Emerging out from three decades of hiding, Onoda walked proud but emaciated while wearing his 30-year-old tattered uniform and patched many times over. He also had his official sword with him during the surrender, still kept in good condition.

In 1945, when the U.S. liberated the Philippines and defeated the Japanese invaders, Hiroo Onoda hid in the jungles. He strictly followed the command of his superiors to stay behind and spy on the Americans. Most Japanese soldiers in World War II were taught to pledge ultimate loyalty to their emperor and to their nation. They believed that war is a sacred mission and it is better to die than surrender to the enemies.

Yoshihide Suga, a Japanese government official, praised Onoda’s unbreakable spirit and determination to live despite the harsh and difficult condition of his environment. After World War II, Mr. Onoda lived in the jungle for many years and when he returned to Japan, he felt that finally, the war was finished. “That’s how I felt.” Suga added.

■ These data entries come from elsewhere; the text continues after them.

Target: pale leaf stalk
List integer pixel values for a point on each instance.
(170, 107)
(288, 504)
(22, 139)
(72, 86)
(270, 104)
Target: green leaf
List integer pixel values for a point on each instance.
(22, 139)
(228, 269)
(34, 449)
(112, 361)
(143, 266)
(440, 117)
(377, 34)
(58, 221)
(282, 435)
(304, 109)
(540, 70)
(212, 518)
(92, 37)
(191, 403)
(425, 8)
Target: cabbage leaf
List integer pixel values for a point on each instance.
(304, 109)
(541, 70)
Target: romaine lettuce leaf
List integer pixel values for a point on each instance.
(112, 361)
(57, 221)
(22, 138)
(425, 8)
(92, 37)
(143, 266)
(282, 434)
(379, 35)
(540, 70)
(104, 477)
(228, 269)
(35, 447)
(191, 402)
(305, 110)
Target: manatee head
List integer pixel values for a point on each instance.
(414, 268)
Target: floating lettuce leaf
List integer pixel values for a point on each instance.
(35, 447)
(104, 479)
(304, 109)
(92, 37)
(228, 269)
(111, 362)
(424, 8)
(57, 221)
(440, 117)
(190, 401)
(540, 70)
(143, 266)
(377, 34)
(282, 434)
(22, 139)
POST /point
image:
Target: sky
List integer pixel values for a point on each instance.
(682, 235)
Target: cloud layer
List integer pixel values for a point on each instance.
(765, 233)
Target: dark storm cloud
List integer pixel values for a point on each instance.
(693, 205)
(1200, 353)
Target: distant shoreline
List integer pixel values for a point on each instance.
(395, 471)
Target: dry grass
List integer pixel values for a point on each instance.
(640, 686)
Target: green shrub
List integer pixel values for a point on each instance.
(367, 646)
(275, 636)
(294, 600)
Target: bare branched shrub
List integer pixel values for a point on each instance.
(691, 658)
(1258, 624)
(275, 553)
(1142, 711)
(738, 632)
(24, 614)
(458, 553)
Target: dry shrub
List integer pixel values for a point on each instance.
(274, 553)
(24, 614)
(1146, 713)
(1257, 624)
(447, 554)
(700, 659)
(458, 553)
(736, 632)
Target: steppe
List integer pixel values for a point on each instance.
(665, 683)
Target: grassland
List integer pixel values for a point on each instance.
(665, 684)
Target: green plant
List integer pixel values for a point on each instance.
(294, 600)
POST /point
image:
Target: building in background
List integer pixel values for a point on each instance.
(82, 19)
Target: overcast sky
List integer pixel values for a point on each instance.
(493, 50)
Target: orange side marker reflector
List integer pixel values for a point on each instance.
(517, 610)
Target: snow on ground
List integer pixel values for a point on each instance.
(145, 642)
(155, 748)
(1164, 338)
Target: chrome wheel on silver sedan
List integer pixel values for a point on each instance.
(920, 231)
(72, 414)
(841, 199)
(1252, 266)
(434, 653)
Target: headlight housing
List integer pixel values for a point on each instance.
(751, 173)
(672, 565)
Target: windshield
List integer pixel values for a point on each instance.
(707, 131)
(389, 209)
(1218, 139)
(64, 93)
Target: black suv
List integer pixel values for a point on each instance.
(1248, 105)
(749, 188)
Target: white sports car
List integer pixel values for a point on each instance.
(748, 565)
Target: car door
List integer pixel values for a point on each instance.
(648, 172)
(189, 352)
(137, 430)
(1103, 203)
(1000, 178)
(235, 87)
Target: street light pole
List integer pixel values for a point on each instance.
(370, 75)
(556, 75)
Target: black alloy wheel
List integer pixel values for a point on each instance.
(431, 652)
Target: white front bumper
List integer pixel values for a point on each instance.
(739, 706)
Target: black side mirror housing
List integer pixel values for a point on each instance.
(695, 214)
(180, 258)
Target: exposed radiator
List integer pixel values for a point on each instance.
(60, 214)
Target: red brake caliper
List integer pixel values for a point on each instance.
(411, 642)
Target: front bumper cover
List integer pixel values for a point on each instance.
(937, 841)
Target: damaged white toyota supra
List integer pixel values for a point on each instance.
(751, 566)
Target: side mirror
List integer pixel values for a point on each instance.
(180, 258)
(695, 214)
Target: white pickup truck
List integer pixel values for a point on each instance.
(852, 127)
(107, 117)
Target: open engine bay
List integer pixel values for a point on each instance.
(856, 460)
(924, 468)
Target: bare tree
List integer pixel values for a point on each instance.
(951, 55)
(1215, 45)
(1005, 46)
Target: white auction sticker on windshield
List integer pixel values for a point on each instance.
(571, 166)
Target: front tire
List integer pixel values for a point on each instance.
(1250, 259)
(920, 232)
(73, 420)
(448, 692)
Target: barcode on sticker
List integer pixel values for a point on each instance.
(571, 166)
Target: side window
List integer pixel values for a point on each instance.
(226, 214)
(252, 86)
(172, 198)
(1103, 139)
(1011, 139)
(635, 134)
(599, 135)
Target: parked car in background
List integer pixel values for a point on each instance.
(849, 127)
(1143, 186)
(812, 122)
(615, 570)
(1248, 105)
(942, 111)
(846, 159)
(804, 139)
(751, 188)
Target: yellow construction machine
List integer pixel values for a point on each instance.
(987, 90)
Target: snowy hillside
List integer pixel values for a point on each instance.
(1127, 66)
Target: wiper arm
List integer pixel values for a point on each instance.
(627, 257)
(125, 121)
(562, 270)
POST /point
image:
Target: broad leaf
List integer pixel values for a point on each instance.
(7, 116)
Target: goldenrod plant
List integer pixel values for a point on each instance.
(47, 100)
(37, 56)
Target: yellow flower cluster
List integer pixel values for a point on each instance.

Previous efforts by family members to locate him proved difficult. They used loudspeakers and dropped leaflets in the jungles of Lubang, Occidental Mindoro, from a helicopter urging him to surrender. Until finally, on February 20, 1974, Norio Suzuki pitched camp in the clearings of the jungle and waited. Onoda called out to him and they began to talk. Suzuki immediately returned to Japan to locate Onoda’s former commander, Major Yoshimi Taniguchi, so that he can personally deliver the surrender order to Onoda.

Hiroo Onoda was a son of a teacher and three years after finishing high school he was drafted in the military in 1942. He was sent to Lubang, about 150 kilometers southwest of Manila, to spy on the Americans. When the Americans landed on Lubang in 1945, most of the Japanese soldiers surrendered, but others remained in hiding, including Onoda.

He survived in the jungle by stealing rice, coconuts and bananas from local residents and shooting down their cows for some meat. These incidents triggered occasional clashes between Onoda and the residents and he sometimes killed villagers he mistook as enemies.

When he returned to Japan, he was welcomed with celebratory parades and speeches by government officials. This gave Japan a post-war pride eroded by the nation’s defeat in World War II. The Japanese were reminded that duty and perseverance are still important.

Hiroo Onoda admitted in later interviews that he thought the leaflets being dropped by helicopters declaring war is over and the war has been lost were just propaganda of the enemies. Thus, together with a few remaining stragglers, he still hid in the jungle’s interiors. Onoda was the last Japanese straggler standing after his comrades were either shot dead, captured or earlier surrendered. During his own surrender to then Philippine President Ferdinand Marcos, he presented his sword; however, the president returned it to him and pardoned him for the crimes he committed while in hiding, because all the while Onoda thought that he was still at war.

Hiroo Onoda, after returning to Japan, then bought a ranch in Brazil, which is also populated by several Japanese families. He married Machie Onuki, a former tea-ceremony hostess from Tokyo, in 1976 and later established a school in Japan that taught jungle survival skills to students. He was known by his students as “Uncle Jungle.” In the eyes of the Japanese, Hiroo Onoda, as Japan’s last World War II straggler, is considered a national hero.